Read Judgment:  National Gandhi Museum vs. Sudhir Sharma 

Pankaj Bajpai

New Delhi, September  29, 2021: The Supreme Court has recently set aside the direction passed by the High Court, whereby the National Gandhi Museum was ordered for reinstating the respondent employee along with back wages due to non-compliance with the requirement of obtaining approval by the Industrial Tribunal. 

However, at the same time, a Division Bench of Justice Ajay Rastogi and Justice Abhay S. Oka observed that, when order of compulsory retirement was passed since the year 2004, the respondent has neither worked with the appellant, nor he has even pleaded that from the date of the compulsory retirement till date, he was not gainfully employed. 

Hence, the issue as to discharge of burden by an employee that he is not gainfully employed after order of compulsory requirement, merits to be decided on the basis of facts & circumstances of each case by taking entire material on record into consideration, added the Bench. 

The background of the case was that the Respondent was appointed as a Museum Assistant by the National Gandhi Museum which was managed by the Appellant. In 2002, an Office Order was issued by the appellant of cancelling the option of compensatory leave against extra attendance and instead provided for extra emoluments for extra attendance.

Objecting to the office order, the respondent allegedly assaulted the Museum’s Assistant Director and committed misconduct. He was accordingly served a charge sheet which was challenged by him by way of a Writ. 

Based on a dispute raised by respondent and another employee during the pendency of such writ, the Government referred the dispute regarding cancellation of compensatory leave for adjudication to the Industrial Tribunal.

Pursuant to submission of the Inquiry Report by the Inquiry Officer, the respondent was held guilty of acts of subordination, causing disturbance to others in performance of their duty and causing violence in the office. 

Accordingly, the Museum by an Office Order, imposed penalty of compulsory retirement on the respondent, and filed an application in accordance with section 33(2)(b) of the Industrial Disputes Act, 1947, seeking approval of imposition of penalty. However the said application was withdrawn on the ground that no necessary approval was required since it was a case of compulsory retirement.

When the respondent approached the High Court seeking declaration of compulsory retirement as null and void on account of Museum’s failure to obtain approval u/s 33(2)(b) of the  Industrial Disputes Act the High Court directed the Museum to reinstate respondent in service with back wages. 

After considering the arguments, the Top Court observed that the appellant cannot be allowed to raise a contention that it is not an Industry within the meaning of I.D. Act, since the appellant at all material times proceeded on the footing that it is an industry within the meaning of the provisions of the I.D. Act. 

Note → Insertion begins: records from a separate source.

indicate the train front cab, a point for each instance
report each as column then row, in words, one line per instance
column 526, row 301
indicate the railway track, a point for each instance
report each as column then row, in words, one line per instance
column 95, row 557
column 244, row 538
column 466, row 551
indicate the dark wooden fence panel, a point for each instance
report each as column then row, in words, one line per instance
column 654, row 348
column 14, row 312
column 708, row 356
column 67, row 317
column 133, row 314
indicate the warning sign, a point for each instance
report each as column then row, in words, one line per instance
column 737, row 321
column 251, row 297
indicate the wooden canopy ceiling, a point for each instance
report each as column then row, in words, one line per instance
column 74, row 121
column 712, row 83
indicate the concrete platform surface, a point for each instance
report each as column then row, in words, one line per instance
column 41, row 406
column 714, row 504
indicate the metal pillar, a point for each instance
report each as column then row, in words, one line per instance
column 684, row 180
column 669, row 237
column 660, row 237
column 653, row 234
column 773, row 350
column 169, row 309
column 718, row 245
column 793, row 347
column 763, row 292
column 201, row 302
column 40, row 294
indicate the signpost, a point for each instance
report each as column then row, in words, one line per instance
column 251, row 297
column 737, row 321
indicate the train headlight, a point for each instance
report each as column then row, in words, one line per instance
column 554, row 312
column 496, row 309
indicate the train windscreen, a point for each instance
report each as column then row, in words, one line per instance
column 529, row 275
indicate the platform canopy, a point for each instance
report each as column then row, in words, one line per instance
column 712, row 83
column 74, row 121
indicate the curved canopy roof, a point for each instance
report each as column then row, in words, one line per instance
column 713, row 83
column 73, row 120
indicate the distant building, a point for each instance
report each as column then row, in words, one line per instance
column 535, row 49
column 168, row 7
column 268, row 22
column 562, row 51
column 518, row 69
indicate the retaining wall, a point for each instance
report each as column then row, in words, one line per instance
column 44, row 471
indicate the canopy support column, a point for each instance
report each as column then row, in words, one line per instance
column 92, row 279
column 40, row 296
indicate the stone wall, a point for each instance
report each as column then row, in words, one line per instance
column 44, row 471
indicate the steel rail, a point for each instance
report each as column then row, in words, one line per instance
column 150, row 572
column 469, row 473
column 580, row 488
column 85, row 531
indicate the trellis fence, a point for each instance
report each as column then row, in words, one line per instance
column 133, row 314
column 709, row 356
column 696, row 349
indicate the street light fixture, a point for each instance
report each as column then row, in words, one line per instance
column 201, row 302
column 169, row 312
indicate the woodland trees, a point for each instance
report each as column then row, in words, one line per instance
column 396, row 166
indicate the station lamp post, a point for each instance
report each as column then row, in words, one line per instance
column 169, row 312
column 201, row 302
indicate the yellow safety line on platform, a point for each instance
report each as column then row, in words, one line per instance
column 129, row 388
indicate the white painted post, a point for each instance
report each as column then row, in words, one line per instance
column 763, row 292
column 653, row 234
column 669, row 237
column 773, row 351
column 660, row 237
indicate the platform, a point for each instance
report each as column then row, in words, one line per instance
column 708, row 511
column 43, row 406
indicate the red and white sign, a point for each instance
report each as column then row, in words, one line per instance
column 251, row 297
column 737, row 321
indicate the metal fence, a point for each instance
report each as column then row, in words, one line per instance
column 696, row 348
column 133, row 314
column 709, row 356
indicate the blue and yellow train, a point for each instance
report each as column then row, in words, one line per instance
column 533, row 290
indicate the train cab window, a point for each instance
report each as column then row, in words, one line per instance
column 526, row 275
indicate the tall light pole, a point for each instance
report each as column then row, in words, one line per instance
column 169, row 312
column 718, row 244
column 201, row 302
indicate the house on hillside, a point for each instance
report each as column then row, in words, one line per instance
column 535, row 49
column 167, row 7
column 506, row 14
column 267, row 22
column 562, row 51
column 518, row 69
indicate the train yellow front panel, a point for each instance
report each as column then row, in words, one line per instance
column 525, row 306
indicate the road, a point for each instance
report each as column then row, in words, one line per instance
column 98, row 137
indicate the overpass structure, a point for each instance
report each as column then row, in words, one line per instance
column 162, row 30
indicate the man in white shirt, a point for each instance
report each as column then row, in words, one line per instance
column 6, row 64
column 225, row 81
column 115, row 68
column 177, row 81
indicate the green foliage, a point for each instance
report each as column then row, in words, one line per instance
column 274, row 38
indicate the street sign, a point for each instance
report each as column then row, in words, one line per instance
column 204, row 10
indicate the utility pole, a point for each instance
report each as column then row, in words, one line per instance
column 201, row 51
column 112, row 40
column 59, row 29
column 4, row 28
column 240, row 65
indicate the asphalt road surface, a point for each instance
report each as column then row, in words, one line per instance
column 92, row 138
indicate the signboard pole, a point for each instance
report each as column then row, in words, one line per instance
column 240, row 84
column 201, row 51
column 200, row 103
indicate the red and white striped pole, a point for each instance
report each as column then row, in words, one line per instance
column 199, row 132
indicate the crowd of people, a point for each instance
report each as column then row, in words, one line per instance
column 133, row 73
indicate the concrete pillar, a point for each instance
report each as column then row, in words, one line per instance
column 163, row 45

In fact, an application was made by the appellant for grant of prior approval as provided in sub-section 2(b) of Section 33 of the I.D. Act before the Industrial Tribunal, added the Court. 

Secondly, the Top Court found that an industrial dispute was raised at the instance of the respondent on the demand for compensatory leave in lieu of the work done by the employees on holidays, and an award was made in the said industrial dispute by the Industrial Tribunal. 

The contention that the appellant was not an industry was not raised in the said proceedings and in fact, a settlement award was passed in the dispute. Also, in the Writ Petition filed by the respondent for challenging the order of compulsory retirement, the said contention was not raised though the Writ Petition remained pending for four years, added the Court.  

At the same time, the Division Bench found that the order of compulsory retirement passed against the appellant was set aside on the ground that an approval u/s 33(2)(b) of I.D. Act was not obtained by the appellant. 

Stating that present is a case where a serious misconduct was established against the respondent and the said finding of the Inquiry Officer has not been disturbed on merits by the High Court, the Division Bench observed that the respondent did not raise any industrial dispute for challenging the outcome of the inquiry, wherein the Inquiry Officer concluded that the charge of assaulting the Assistant Director of the appellant was proved against the respondent.

Therefore, noticing that the appellant is carrying on noble activities of propagating the thoughts of the Father of Nation by using the corpus given by the Government and by utilizing donations, the Apex Court concluded that these factors should be considered for deciding the quantum of compensation which can be granted to the respondent in lieu of reinstatement.

Hence, the Top Court partly allowed the appeals by setting aside the order of reinstatement of the respondent and the order of payment of back wages to the respondent.